Scanlon closed up her notebook and walked off.

“I'm just here to play golf,” Sam said to Daly. “Why is anyone interested in what I think?”

“Because the local cops aren't saying anything, they've got Amen Corner taped off, and we're talking to anyone who's been down there,” Daly said. “But you know how most Tour pros are: If it's not about golf, fishing or fucking, they're not interested. I figured you might have taken a look.”

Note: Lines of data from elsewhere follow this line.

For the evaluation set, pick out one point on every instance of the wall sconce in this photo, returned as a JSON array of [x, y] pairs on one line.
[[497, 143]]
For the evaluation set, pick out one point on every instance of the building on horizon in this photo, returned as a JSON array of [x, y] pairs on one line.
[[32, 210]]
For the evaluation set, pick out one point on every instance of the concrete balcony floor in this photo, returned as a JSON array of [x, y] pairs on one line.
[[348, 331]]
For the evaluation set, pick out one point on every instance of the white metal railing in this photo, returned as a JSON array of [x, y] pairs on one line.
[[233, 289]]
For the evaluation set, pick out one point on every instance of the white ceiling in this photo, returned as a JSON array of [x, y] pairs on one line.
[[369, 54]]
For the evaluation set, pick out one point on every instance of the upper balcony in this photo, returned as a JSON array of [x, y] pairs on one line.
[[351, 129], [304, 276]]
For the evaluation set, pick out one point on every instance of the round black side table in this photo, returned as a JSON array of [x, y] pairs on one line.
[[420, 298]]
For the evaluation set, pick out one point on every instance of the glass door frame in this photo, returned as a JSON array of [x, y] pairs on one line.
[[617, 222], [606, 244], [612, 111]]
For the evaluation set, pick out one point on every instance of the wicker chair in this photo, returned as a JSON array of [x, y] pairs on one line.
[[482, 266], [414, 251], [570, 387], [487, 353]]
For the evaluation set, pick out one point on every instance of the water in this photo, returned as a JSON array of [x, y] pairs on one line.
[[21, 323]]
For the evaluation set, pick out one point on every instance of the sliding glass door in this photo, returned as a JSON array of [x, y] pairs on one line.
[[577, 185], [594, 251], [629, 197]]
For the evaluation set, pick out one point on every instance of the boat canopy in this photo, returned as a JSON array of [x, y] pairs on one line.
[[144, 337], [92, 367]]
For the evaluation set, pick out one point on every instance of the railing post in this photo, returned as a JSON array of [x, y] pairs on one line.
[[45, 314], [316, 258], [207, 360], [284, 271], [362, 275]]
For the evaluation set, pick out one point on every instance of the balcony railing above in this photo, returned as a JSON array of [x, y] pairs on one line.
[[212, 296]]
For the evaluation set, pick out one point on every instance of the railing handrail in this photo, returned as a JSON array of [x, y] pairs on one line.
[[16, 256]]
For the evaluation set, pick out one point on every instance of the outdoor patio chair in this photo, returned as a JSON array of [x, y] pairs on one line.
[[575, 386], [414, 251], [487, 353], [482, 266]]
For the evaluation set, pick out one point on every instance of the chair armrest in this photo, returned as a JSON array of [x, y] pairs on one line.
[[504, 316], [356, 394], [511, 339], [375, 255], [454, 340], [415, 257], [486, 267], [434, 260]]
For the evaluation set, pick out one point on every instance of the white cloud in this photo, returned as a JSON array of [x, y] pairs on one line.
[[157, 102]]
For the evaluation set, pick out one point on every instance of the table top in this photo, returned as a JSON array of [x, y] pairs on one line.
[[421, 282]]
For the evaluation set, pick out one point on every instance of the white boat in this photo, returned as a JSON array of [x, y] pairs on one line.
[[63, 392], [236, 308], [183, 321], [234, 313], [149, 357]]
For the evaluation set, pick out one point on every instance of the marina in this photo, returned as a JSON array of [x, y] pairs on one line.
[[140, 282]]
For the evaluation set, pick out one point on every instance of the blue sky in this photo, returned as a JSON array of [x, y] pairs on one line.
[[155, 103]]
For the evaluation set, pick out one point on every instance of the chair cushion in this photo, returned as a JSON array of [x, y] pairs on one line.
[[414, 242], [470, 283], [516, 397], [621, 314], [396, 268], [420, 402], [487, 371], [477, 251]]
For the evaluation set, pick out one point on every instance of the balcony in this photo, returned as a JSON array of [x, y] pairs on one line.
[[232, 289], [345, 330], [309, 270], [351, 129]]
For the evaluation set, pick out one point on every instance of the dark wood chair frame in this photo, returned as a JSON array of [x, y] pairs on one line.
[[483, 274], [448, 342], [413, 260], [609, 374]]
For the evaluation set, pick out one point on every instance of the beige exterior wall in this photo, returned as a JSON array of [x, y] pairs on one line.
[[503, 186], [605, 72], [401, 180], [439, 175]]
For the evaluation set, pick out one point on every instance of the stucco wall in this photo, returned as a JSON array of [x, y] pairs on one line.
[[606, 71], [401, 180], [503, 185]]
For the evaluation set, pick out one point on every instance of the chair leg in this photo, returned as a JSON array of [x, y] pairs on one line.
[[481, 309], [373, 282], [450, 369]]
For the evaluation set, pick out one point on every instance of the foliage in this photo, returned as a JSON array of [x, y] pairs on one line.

“You might want to talk to the maintenance crew,” Sam said.

“Why?”

“It must have been some kind of herbicide used to burn that message. Maybe it was the kind they use here.”

Sam was tired and ready to head to the showers. He thought back to the scene in the 10th fairway; if he had been investigating the death, he'd probably try to find the names of club members who opposed admitting women members. That seemed to be the only raging issue around here.

“So they haven't released the name of the guy who was killed?”

“Not yet,” Daly said. “But I know who it was.”

“How did you find out? The cops aren't saying anything.”

“I didn't get it from a cop,” Daly said. “I've been covering this tournament for 20 years. Even a fat slob like me can cultivate an Augusta National source or two in that amount of time.”

“Okay, so who got killed?”

“A guy named Harmon Ashby.”

Chapter Seven

“Harmon Ashby! Who the fuck is Harmon Ashby?”

Lee Doggett shouted those words at the television set in his motel room shortly after turning on CNN at 1:30 p.m.

He'd managed to find a fleabag motel six miles west of Augusta in Grovetown, one that charged only $300 a night for what was normally a $30 room. He'd checked in just after sunrise, drank a six-pack of beer to celebrate his father's death, and then passed out on the bed without taking his clothes off.

When he came to, the morning was gone and he felt groggy, but he instantly recalled being on the grounds of Augusta National the night before, and strangling Ralph Stanwick.

At least, he'd thought it was Ralph Stanwick. Now the TV reporters were saying something else.

He flipped frantically through the channels; the news of the suspected murder was everywhere. Constant headline crawls and half-hour updates on CNN and Fox; bulletins interrupting regular programming on ABC, CBS, and NBC; special reports on ESPN and the Golf Channel. The death of an Augusta National member on the eve of the Masters was the kind of story news organizations could not get enough of.

But the reporters kept saying that the victim was thought to be Masters Rules Committee Chairman Harmon Ashby—not Ralph Stanwick. How could he have made that mistake? Sure, it had been dark outside the cabin, but the guy looked like the Stanwick he remembered—tall, balding, sixtyish. He had come out of the cabin where the Stanwicks were staying, wearing a green jacket. Stanwick's car was parked in the driveway behind the cabin.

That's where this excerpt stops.